Sudo and Touch ID

So, I really like my 16″ MacBook Pro. I spent years using smaller laptops on the grounds that they’re light and easy to lug around all day, but having this enormous screen and astounding performance has proven invaluable in a world in which I’m not often in my office because, well, The Apocalypse™.

Still – and I don’t want to be all 2017 about this – the Touch Bar and Touch ID bother me. I think it’s because I’m a dinosaur and have legitimate old-school-Mac-user-get-off-my-lawn cred that I’m eager to use. My first laptop was a PowerBook 160, for goodness sakes. The idea that there isn’t a physical button for everything is still strange and alien and makes me feel oddly, incalculably lonely. The world has changed so much, and now they’ve taken buttons away from us? Is there no end to the madness?

Not mine. My Powerbook 160 is in a box, slowly crumbling from age.

You get the idea. Happily, there are some things I do enjoy about the new way of doing things, and while you’ll never convince me that I’ll relish using a button that might not be where I expect it to be because button placement is now contextual I am quite digging Touch ID. It’s great, and it has really solid integration in Apple’s ecosystem, and with a little tweaking you can use it for more than what it says on the side of the box.

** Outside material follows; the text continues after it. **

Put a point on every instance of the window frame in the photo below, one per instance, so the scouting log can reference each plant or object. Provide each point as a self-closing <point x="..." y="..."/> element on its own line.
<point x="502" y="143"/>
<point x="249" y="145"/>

For example; using it in the Terminal. I’ve reached the point now that I have to stop and think for a moment to recall what my login password is because I type it so seldom, which is annoying when I’m trying to sudo a command and then have to ham-fistedly bang said password into the Terminal, except now there’s a way of telling Touch ID to do that for you.

We do it using the miracle of PAM (Pluggable Authentication Modules). It’s not a new idea or technology, and it’s been widely used in UNIX/Linux/*nix flavors of many kinds going back for a long time; in it’s simplest terms it’s a little mechanism that sits between you (the user) and the service on your system that you want to use. The service we’re really interested in is sudo, but if you want to see the other default services then you can go take a look in /etc/pam.d

macOS doesn’t keep its PAM modules in etc/pam.d but instead stashes them in /usr/lib/pam. I mention this not because there’s a lot to be gained from poking around in there but because I had a devil of a time finding them, and this way I have some record of where to look so future-me doesn’t have to go reinvent the wheel and spend half an hour spelunking in the Terminal issuing salty oaths. You’re welcome, future me. Jerk.

There are modules for all kinds of functionality; smart card support, Kerberos authentication, Open Directory as well as simple deny/approve functions. For now we’re only interested in the pam_tid.so module (where tid = Touch ID) and making that work with the sudo service, but it’s clear that this is a tool that a discerning admin could use to do some pretty impressive tweaking of the fundamentals of how the OS handles users and services.

The first move is to go into /etc/pam.d and edit the sudo config file, like so:

sudo pico /etc/pam.d/sudo

Which will give you this:

We’re going to tie in the pam_tid.so module for authentication and make it useable for executing the sudo service by adding

auth sufficient pam_tid.so

…to the first line of the configuration file, leaving it looking like this:

Once you’ve saved that file then you should be able to use Touch ID to authenticate any command that requires sudo. You can test it out with something innocuous, such as sudo cd ~/ which will then put up a prompt like this on your screen to tell you to put your finger on the Touch ID button:

And that’s about it! All first-world-problem jokes about the exhausting chore of having to type a password into a Terminal screen aside, this is a really nifty way of leveraging something that’s been built into macOS to use the powerful biometric security in your computer in place of a normal password, which can be attacked or stolen or, let’s face it, forgotten.